ここで皆さんと改めて、「楽しいって何だろう。」という表現について考えてみましょう。そろそろ「何故この標題なの?」と疑問に思っておられる方もいるのではないでしょうか。日本語は多義的で、時々振り返って考えないと、わからなくなります。なぜでしょうか。ここでお尋ねしますが、加藤周一の言葉をご存じでしょうか。日本語の会話の特性についての言葉です。「日本語は流行すると定義が失われる。」というのです。したがって、日本語のネイティブスピーカーの皆さんですが、中には「楽しいって何だろう。」の定義をそろそろお忘れの方もいると考えられます。

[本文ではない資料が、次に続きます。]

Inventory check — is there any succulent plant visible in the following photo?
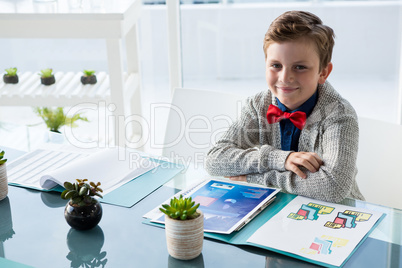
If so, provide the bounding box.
[0,151,7,165]
[5,67,17,76]
[82,70,95,76]
[159,195,200,220]
[39,68,53,78]
[34,107,88,132]
[61,179,103,207]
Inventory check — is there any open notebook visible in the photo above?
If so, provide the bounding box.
[7,148,159,194]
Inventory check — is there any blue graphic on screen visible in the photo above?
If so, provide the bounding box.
[191,180,274,232]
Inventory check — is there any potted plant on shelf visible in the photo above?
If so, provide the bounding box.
[81,70,97,85]
[34,107,88,142]
[61,179,103,230]
[39,68,56,86]
[159,195,204,260]
[3,67,18,84]
[0,151,8,201]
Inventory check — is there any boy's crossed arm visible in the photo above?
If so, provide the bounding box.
[227,152,324,181]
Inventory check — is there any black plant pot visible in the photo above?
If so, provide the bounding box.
[81,75,97,85]
[40,75,56,86]
[3,74,18,84]
[64,201,102,230]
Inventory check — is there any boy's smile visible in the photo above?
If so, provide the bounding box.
[265,38,332,110]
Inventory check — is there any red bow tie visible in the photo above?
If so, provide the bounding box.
[267,104,307,130]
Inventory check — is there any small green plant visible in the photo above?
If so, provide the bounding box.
[61,179,103,207]
[5,67,17,76]
[159,195,200,220]
[38,68,53,78]
[0,151,7,165]
[34,107,88,133]
[82,70,95,76]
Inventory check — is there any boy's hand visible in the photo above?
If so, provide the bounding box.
[285,152,324,179]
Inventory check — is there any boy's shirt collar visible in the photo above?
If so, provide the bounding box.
[275,87,318,117]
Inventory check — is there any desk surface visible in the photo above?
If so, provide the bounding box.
[0,135,402,268]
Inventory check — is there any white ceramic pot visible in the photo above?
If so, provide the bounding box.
[46,131,64,144]
[0,163,8,200]
[165,210,204,260]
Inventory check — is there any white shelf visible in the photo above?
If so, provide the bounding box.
[0,72,139,106]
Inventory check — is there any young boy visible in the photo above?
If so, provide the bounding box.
[206,11,364,202]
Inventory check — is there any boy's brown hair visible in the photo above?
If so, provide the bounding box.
[263,11,335,70]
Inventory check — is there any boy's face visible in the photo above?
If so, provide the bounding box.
[265,39,332,110]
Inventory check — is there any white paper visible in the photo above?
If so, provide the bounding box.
[247,196,382,266]
[7,148,158,194]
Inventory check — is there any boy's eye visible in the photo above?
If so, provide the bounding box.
[295,65,307,70]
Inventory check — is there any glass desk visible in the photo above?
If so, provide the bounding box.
[0,147,402,268]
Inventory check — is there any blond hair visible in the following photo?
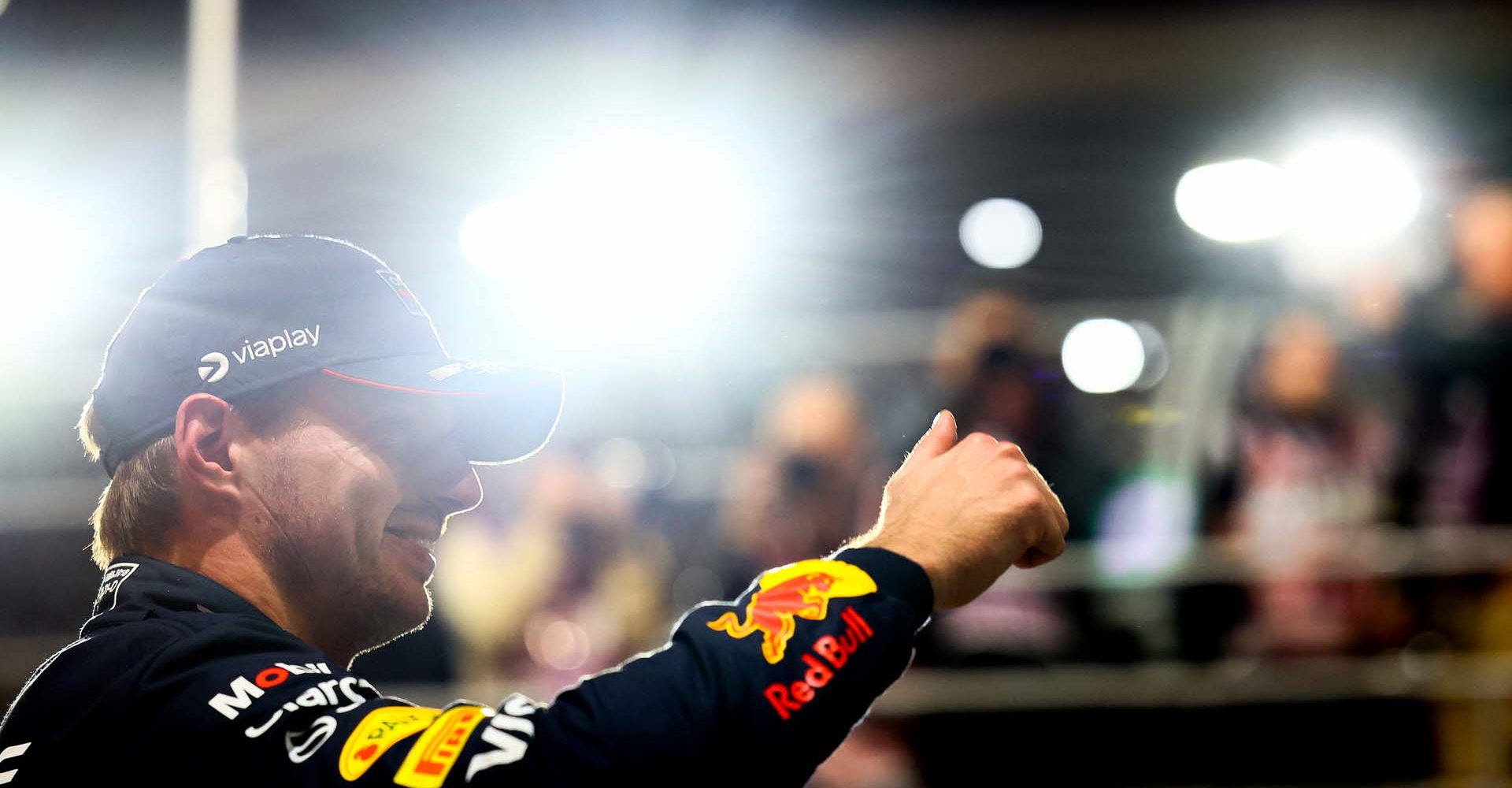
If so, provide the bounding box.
[77,381,305,569]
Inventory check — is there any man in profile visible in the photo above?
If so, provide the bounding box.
[0,236,1066,786]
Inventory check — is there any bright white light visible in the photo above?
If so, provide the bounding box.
[1093,474,1196,579]
[960,198,1045,268]
[1060,318,1144,393]
[1177,159,1293,243]
[0,191,92,337]
[1129,321,1170,390]
[1285,136,1421,247]
[461,120,774,334]
[593,437,647,490]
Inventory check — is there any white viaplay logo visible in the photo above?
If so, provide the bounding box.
[426,362,510,380]
[199,324,321,383]
[199,352,232,383]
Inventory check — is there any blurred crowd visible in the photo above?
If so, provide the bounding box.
[347,183,1512,785]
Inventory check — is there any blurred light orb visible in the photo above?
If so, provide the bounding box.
[1060,318,1144,393]
[593,437,649,490]
[461,201,554,277]
[1093,472,1198,579]
[1285,135,1423,247]
[960,197,1045,268]
[1129,321,1170,392]
[524,614,593,670]
[460,117,776,337]
[1177,159,1293,243]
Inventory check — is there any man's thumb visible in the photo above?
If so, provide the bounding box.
[909,410,955,459]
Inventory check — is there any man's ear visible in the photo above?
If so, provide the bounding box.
[174,393,235,492]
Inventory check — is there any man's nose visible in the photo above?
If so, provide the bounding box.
[437,457,482,515]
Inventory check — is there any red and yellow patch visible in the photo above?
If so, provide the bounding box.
[339,706,442,782]
[393,706,493,788]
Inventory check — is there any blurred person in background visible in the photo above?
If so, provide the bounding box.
[0,236,1069,788]
[901,291,1134,664]
[435,443,671,693]
[1180,310,1408,658]
[720,372,888,593]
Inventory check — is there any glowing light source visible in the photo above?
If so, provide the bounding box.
[460,118,774,333]
[0,191,97,337]
[1060,318,1144,393]
[1287,135,1421,247]
[1177,159,1293,243]
[1093,472,1198,581]
[960,198,1045,268]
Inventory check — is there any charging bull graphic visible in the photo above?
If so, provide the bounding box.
[709,558,877,664]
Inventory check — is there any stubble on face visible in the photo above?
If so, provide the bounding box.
[247,399,432,655]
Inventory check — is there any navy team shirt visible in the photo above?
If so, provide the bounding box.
[0,548,935,788]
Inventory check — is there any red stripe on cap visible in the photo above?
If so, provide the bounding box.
[321,367,550,396]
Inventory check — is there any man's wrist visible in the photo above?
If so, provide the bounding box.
[830,545,935,626]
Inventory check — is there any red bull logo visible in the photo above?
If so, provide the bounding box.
[709,558,877,664]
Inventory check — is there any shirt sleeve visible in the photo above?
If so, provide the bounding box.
[154,548,933,788]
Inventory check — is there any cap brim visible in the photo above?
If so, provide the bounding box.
[321,355,565,464]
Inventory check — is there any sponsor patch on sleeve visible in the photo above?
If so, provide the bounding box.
[393,706,493,788]
[340,706,442,782]
[709,558,877,664]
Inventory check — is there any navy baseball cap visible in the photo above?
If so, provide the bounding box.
[92,236,565,477]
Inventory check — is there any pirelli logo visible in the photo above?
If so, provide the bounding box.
[393,706,493,788]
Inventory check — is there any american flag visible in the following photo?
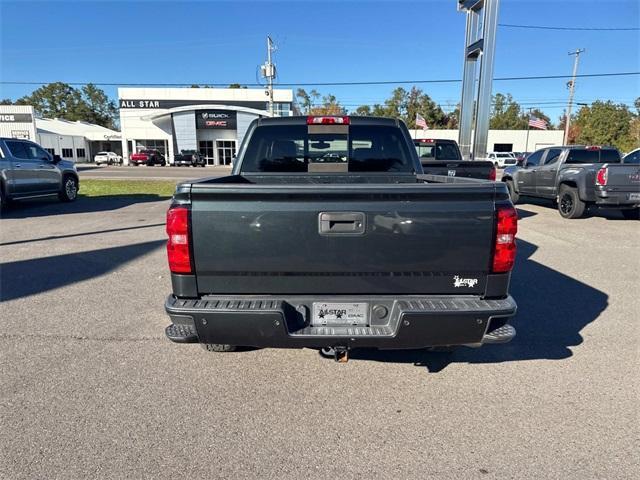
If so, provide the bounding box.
[529,115,547,130]
[416,113,429,130]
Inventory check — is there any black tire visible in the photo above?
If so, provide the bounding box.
[58,175,78,202]
[505,180,520,205]
[620,208,640,220]
[558,185,587,219]
[200,343,238,352]
[0,185,9,211]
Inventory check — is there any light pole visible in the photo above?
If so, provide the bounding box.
[562,48,584,145]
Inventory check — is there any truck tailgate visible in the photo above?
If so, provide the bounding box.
[606,163,640,192]
[191,180,496,295]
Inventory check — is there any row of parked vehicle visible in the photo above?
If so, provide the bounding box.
[94,149,207,167]
[414,139,640,219]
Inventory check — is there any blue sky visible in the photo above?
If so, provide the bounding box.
[0,0,640,120]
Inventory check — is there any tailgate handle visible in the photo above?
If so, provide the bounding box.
[318,212,365,235]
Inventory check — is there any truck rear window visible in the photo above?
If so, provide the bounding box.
[242,125,414,173]
[566,148,620,163]
[416,143,462,160]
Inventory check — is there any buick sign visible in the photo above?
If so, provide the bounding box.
[196,110,237,130]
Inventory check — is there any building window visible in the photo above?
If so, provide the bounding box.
[133,140,167,157]
[198,140,215,165]
[216,140,236,165]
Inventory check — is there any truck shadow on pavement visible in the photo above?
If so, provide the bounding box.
[351,240,608,373]
[0,240,166,302]
[0,193,171,219]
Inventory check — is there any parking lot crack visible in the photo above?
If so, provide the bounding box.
[0,333,164,343]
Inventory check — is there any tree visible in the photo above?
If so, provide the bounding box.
[310,94,347,115]
[80,83,118,128]
[353,105,371,117]
[489,93,528,130]
[296,88,311,115]
[356,86,448,128]
[575,100,639,152]
[15,82,118,128]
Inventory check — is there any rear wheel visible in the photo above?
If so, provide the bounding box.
[558,185,587,219]
[58,175,78,202]
[200,343,238,352]
[505,180,520,205]
[620,208,640,220]
[0,185,9,210]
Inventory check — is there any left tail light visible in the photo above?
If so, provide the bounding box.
[492,205,518,273]
[167,207,192,273]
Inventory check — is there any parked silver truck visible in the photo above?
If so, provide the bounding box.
[0,138,80,207]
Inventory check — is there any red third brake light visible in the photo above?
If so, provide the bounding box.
[167,207,191,273]
[307,115,349,125]
[492,205,518,273]
[596,167,609,187]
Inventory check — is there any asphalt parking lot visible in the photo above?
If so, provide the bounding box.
[0,193,640,479]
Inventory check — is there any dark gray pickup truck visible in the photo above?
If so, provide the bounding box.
[502,145,640,219]
[165,117,517,360]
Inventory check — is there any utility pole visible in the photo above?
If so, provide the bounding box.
[562,48,584,145]
[261,36,276,116]
[524,107,533,152]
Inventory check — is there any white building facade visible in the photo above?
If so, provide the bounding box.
[411,129,564,152]
[0,105,122,162]
[118,88,293,165]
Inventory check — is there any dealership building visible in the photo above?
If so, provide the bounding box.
[0,105,122,162]
[118,88,293,165]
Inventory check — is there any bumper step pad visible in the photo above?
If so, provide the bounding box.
[164,324,198,343]
[482,324,516,343]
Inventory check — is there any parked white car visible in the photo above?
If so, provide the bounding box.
[482,152,518,168]
[93,152,122,165]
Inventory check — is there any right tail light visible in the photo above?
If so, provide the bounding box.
[167,207,192,273]
[492,205,518,273]
[596,167,609,187]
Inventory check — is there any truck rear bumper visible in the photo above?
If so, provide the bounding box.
[165,295,517,349]
[596,189,640,208]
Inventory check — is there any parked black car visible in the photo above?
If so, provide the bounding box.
[129,149,167,167]
[165,116,517,360]
[0,138,80,207]
[413,138,496,180]
[502,145,640,219]
[172,150,206,167]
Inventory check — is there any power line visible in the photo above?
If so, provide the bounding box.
[498,23,640,32]
[0,72,640,87]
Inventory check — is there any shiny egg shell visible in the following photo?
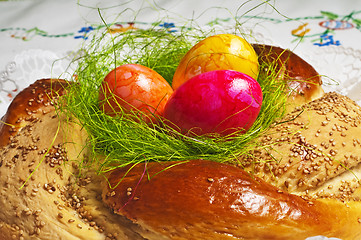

まず、ボランティア活動を「奉仕活動」「同好会活動」と同じだとお考えの方がいます。自分の意思で参加して行うことは同じなのですが、市民活動なので、「奉仕活動」「同好会活動」とは異なった側面を持っています。「奉仕活動」は社会的な意義を考えて行います。「同好会活動」は好きだから長続きするものだと考えて行います。どちらも生きがいを感じられるので「楽しい」という感情も伴います。
さて、「楽しい」という言葉は、いろいろな場面で用いられます。良質な時間を過ごした時に、「楽しかった」と言います。有意義で、QOLが充実していた気がするのです。他方で、享楽・歓楽という意味で使うことがあります。バスに酔いそうなときには「楽しいこと」を考えて、気を紛らします。ワークショップなどでも、笑いもはじけて楽しそうだったという評価を見かけます。
幼児教育では、安全な活動の環境を作りながら、やさしさや相手への思いやりなどを身につけられるように配慮されています。楽しく1日を送って、成長していけるように工夫されています。その中には、クラス名に「さくら」「ばら」「うめ」「ぼたん」といった花の名前や「きりん」「うさぎ」などの動物のなまえを使うというケースもあります。このケースでは揺籃期の児童の成長を促し、保護育成の発想が背景にあります。
さあ、こうして考えてみるとボランティア活動における「楽しさ」とは何でしょうか。
皆さんは、如何お考えでしょうか。